Sunday, September 30, 2007

OUR CONNECTION WITH THE SEA


Shippensburg University is located in the Cumberland Valley of the Appalachian Fold and Thrust physiographic province of the eastern United States. Situated on the drainage divide for both the headwaters of the Conodoguinet (pron. con-a-daw-gwin-it) and the Conococheague (pron. con-a-ka-jig), Shippensburg is upstream from and contributes runoff, sediment, and other materials to the Chesapeake Bay and the world's oceans. Whether through the Susquehanna or Potomac Rivers our local streams are connected to an immense watershed that encompasses everything from our region to the Chesapeake Bay and the Atlantic Ocean, but also includes what is now referred to as the Global Ocean.

The great Potomac River, the ever so critical dividing line between the north and the south, and the Susquehanna, that carves its way through the glacially scoured Appalachian Plateau, meanders through the dense stands of conifer and deciduous forests of the northern highlands, and indeed erodes down to the ancient forests of the Pennsylvanian swamps long since buried, work incessantly to uncover and undo the record of life on Earth. Whether placid and peaceful, or raging and furious, these rivers are doing the work that they have been doing for centuries upon centuries, indeed millennia upon millennia... carrying away rock from the very mountains that gave them birth. As Africa was ripped apart from North America by great tectonic forces (during the reign of the first dinosaurs), not only did the rugged journey begin for these rivers but their birth coincided with the conception of the magnificent modern Atlantic Ocean.

The great ocean basin that demarcates our eastern shore, wages its own war on the materials given up to the sea by these great rivers. Whether through redistribution of sediment along the coasts or by wholesale removal of these materials to the deep ocean floor... wind, waves, and tides have worked tirelessly along with the efforts of running water to heal the scars of the great wounds of tectonic convergence long since extinguished. Mountains, greater in size than those of the modern Himalaya, once towered proudly above the Appalachian Trail. Today they are reduced to a mere shadow of their once immense stature. Season upon season, decade upon decade, these rivers pulverized, dredged, and conveyed rock and sediment to the sea. When their great work is complete and the mountains are no more, they will expire having lived a long life and having performed their required duties.
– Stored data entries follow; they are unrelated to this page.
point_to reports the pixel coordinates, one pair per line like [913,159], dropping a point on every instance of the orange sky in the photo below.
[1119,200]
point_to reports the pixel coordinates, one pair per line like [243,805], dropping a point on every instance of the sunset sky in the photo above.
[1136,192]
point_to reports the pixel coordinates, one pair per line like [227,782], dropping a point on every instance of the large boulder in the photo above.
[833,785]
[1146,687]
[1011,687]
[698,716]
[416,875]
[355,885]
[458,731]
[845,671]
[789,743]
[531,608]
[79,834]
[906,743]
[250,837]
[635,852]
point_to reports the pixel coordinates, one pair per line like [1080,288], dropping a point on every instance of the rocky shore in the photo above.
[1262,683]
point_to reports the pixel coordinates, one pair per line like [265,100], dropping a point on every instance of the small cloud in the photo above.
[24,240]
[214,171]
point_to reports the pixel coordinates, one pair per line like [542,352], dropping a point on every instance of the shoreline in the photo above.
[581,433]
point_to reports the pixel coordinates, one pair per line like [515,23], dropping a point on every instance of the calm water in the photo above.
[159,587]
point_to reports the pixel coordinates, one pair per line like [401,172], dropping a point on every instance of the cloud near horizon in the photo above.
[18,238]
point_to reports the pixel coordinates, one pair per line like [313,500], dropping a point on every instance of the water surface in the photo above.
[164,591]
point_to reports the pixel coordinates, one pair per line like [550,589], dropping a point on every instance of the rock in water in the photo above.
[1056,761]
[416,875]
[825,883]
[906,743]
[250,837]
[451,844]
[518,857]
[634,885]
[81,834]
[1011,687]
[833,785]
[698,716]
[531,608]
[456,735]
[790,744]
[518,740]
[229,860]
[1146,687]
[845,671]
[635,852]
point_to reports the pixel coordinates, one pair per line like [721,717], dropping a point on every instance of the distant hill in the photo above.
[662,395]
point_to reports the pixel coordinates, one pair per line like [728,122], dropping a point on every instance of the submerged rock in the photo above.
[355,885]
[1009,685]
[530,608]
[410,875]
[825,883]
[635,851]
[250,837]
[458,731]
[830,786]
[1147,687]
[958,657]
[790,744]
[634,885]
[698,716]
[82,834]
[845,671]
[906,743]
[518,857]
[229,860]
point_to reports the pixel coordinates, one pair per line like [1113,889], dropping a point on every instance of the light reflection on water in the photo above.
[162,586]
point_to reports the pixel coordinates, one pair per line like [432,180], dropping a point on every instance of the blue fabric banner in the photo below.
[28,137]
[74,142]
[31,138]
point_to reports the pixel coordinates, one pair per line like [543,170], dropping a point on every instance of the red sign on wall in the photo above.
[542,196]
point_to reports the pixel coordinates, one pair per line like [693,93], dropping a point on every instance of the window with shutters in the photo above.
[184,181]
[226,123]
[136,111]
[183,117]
Although it is impossible to say what the future will hold, it is for certain that the Potomac, the Susquehanna, or even their cousins the Delaware, Ohio or Patuxent, will keep on at their tasks until their job is complete. Humankind on the other hand, what is our job and what will our future be?

If we have learned anything from Earth's history at all, it is that species are temporary and fleeting. Most have already come and gone with little but a trace, a bone, or a tooth - is that going to be our future? We are tied to our rivers, our bays, and our seas. Without them we have nothing, without them we are nothing.

So what is our job and what will our future be? For the first time ever on Earth, the answer is ours to determine, but no longer should we neglect the health of our rivers, our bays, and our seas. We are guests of this Earth and our time... well our time... we shall see.